Creating a personal wrapper around yt-dlp
I download a lot of videos from YouTube, and yt-dlp is my tool of choice. Sometimes I download videos as a one-off, but more often I’m downloading videos in a project – my bookmarks, my collection of TV clips, or my social media scrapbook.
I’ve noticed myself writing similar logic in each project – finding the downloaded files, converting them to MP4, getting the channel information, and so on. When you write the same thing multiple times, it’s a sign you should extract it into a shared tool – so that’s what I’ve done.
yt-dlp_alexwlchan is a script that calls yt-dlp with my preferred options, in particular:
- Download the highest-quality video, thumbnail, and subtitles
- Save the video as MP4 and the thumbnail as a JPEG
- Get some information about the video (like title and description) and the channel (like the name and avatar)
All this is presented in a CLI command which prints a JSON object that other projects can parse. Here’s an example:
$ yt-dlp_alexwlchan.py "https://www.youtube.com/watch?v=TUQaGhPdlxs"
{
"id": "TUQaGhPdlxs",
"url": "https://www.youtube.com/watch?v=TUQaGhPdlxs",
"title": "\"new york city, manhattan, people\" - Free Public Domain Video",
"description": "All videos uploaded to this channel are in the Public Domain: Free for use by anyone for any purpose without restriction. #PublicDomain",
"date_uploaded": "2022-03-25T01:10:38Z",
"video_path": "\uff02new york city, manhattan, people\uff02 - Free Public Domain Video [TUQaGhPdlxs].mp4",
"thumbnail_path": "\uff02new york city, manhattan, people\uff02 - Free Public Domain Video [TUQaGhPdlxs].jpg",
"subtitle_path": null,
"channel": {
"id": "UCDeqps8f3hoHm6DHJoseDlg",
"name": "Public Domain Archive",
"url": "https://www.youtube.com/channel/UCDeqps8f3hoHm6DHJoseDlg",
"avatar_url": "https://yt3.googleusercontent.com/ytc/AIdro_kbeCfc5KrnLmdASZQ9u649IxrxEUXsUaxdSUR_jA_4SZQ=s0"
},
"site": "youtube"
}
Rather than using the yt-dlp CLI, I’m using the Python interface.

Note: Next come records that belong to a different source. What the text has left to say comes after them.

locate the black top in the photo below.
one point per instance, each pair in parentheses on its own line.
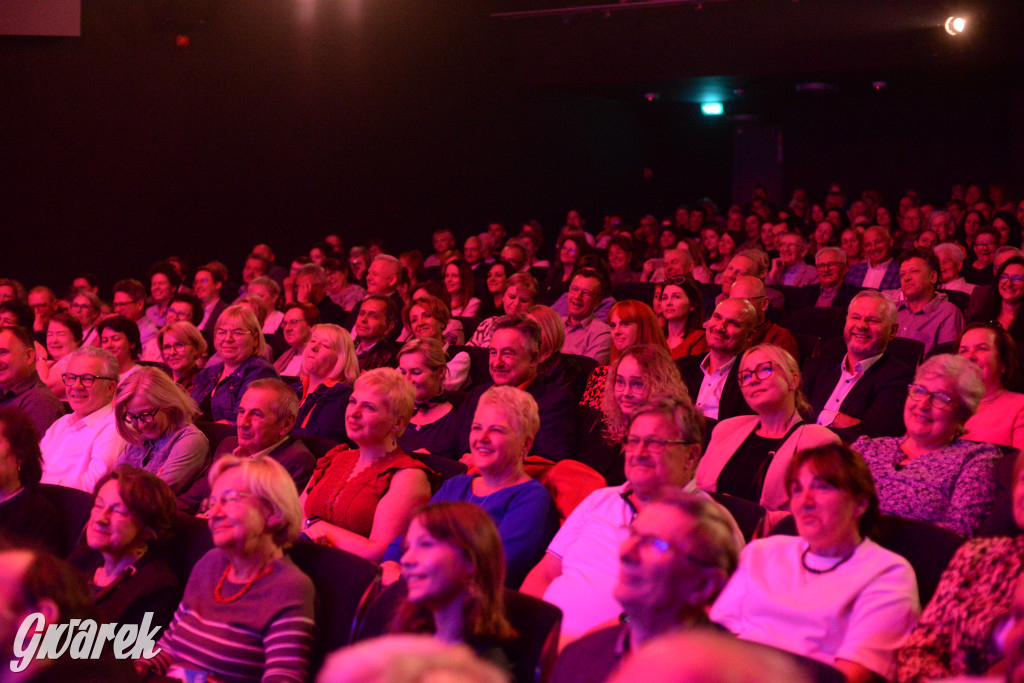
(743,475)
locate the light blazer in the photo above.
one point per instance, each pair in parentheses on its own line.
(730,434)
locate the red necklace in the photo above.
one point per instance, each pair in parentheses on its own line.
(265,571)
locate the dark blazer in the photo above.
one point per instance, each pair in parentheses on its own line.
(732,402)
(559,415)
(877,399)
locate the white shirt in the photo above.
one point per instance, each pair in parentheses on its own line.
(847,381)
(710,396)
(78,452)
(875,274)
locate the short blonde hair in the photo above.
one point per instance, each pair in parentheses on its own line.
(397,395)
(346,368)
(245,316)
(160,390)
(267,479)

I can import the YouTubeDL
class and pass it some options, then pull out the important fields from the response. The library is very flexible, and the options are well-documented.
This is similar to my create_thumbnail
tool. I only have to define my preferred behaviour once, then other code can call it as an external script.
I have ideas for changes I might make in the future, like tidying up filenames or supporting more sites, but I’m pretty happy with this first pass. All the code is in my yt-dlp_alexwlchan GitHub repo.
This script is based on my preferences, so you probably don’t want to use it directly – but if you use yt-dlp a lot, it could be a helpful starting point for writing your own script.
Even if you don’t use yt-dlp, the idea still applies: when you find yourself copy-pasting configuration and options, turn it into a standalone tool. It keeps your projects cleaner and more consistent, and your future self will thnak you for it.